Carrot Cake and Cream Cheese Frosting

I found this recipe on Serious Eats.  I love carrot cake, plus I had a bag of beardy looking carrots that I needed to use up, so what better way to do that than with cake?  I modified their recipe a bit, mostly by cutting back on sugar and putting in more carrots and spices.

Recipe:

2 1/2 cups Flour
2 teaspoons Baking Soda
1/4 teaspoon Salt
1 tablespoon Cinnamon
3/4 cup packed Brown Sugar
3/4 cup Sugar
1 1/2 (3 sticks) Butter, softened
3 Eggs
2 teaspoons Vanilla
4 cups freshly grated Carrots
1 inch piece fresh Ginger, grated (or 2 teaspoons powdered ginger)
1 cup Golden Raisins (optional)

Preheat oven to 350°, grease a 9 x 13 inch baking pan.
In a large bowl, combine flour, baking soda, salt, cinnamon, brown sugar, and white sugar.
Beat the butter into the flour mixture until well combined, add eggs one at a time and beat until fluffy.  Add vanilla.  Stir in carrots, ginger, and raisins.
Pour batter into greased baking pan.  Bake 40-50 minutes.

Cream Cheese Frosting:

8 ounces Cream Cheese
1 1/2 cups Powdered Sugar
1/4 cup Butter, softened
1 teaspoon Vanilla

Cream together butter and cream cheese, add powdered sugar and vanilla.  Beat until smooth.
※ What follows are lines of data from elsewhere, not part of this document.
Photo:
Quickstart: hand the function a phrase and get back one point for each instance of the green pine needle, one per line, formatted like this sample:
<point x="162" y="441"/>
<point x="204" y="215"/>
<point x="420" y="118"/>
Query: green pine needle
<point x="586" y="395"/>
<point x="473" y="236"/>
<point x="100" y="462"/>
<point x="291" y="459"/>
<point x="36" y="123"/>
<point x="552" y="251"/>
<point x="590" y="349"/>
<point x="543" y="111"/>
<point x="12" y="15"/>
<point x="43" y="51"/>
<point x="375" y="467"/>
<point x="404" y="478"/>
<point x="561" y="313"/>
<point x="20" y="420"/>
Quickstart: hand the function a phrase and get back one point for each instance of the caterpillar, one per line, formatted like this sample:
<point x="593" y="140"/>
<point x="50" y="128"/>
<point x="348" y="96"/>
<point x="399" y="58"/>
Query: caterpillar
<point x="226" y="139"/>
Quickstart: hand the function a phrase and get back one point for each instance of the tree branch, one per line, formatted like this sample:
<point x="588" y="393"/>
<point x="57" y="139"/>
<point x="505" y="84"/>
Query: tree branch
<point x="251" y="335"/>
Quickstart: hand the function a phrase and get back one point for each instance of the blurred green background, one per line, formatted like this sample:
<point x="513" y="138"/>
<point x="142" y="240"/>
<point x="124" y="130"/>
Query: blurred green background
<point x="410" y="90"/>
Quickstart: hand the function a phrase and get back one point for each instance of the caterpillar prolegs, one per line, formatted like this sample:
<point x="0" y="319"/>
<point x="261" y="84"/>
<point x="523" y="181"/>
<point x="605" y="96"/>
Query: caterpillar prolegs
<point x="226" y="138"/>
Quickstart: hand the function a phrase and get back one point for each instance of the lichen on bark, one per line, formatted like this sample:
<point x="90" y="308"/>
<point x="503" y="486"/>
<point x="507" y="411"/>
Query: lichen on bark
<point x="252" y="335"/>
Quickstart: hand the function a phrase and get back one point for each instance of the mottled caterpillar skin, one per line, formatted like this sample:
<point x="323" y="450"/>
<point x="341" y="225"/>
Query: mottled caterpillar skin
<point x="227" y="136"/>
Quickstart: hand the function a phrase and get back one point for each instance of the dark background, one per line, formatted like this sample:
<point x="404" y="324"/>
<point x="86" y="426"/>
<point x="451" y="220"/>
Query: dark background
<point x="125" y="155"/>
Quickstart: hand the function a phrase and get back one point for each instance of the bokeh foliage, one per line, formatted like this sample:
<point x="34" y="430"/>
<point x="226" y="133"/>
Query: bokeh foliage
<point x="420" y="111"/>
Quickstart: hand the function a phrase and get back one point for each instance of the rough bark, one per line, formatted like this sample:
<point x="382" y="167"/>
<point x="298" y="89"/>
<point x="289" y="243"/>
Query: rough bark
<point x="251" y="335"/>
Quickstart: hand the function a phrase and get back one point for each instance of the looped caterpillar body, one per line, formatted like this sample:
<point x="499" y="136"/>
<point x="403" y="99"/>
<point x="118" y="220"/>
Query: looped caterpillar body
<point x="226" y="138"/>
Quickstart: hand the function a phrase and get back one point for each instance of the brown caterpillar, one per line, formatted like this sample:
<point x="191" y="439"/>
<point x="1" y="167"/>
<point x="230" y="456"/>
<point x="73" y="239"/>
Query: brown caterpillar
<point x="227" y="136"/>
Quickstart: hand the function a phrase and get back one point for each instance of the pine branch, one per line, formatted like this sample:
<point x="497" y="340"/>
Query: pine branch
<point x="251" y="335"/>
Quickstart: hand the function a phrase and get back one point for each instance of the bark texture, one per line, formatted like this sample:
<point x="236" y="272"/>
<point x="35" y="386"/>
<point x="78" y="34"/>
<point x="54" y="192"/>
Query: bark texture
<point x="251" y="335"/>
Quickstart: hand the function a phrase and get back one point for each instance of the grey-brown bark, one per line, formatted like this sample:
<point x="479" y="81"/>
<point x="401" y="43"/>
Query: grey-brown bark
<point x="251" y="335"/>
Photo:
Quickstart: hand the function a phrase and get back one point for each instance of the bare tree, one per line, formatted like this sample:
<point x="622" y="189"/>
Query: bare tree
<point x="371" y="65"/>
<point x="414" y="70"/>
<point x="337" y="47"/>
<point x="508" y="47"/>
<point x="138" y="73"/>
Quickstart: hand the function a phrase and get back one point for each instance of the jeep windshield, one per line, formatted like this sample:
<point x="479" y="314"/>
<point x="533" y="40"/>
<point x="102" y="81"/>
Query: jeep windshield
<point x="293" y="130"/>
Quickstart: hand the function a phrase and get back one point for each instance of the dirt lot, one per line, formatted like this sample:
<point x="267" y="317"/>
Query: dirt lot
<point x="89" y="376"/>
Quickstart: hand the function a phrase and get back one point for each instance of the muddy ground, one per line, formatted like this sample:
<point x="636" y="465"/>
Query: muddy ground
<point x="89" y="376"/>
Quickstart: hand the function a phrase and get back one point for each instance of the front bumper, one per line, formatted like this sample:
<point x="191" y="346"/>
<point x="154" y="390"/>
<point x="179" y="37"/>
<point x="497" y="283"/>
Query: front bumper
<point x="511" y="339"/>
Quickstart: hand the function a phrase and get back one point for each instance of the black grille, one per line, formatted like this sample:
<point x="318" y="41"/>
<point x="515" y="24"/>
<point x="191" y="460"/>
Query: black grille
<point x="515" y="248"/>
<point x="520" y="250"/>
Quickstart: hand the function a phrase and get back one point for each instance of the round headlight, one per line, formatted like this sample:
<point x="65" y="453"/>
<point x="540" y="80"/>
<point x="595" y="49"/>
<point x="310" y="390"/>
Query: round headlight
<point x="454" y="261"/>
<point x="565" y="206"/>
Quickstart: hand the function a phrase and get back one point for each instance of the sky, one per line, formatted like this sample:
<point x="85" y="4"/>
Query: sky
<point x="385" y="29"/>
This cake was surprisingly light, considering how dense the batter looked when I was putting it in the pan.  I also had some misgivings about the recipe because I was adding the wet ingredients to the dry ingredients, which is usually the opposite of what one does, but it came out really good.

Instead of using all white flour, I used 2 cups regular flour, 1/4 cup whole wheat flour and 1/4 cup flax seed meal.  Also, since I don't have a box grater or a grater attachment for my Kitchenaid, I used the food processor to shred the carrots and fresh ginger and it worked great!

This cake was very flavorful, light, and not too sweet.

1 comment:

  1. I can't wait for you to come home and cook & bake great things for us!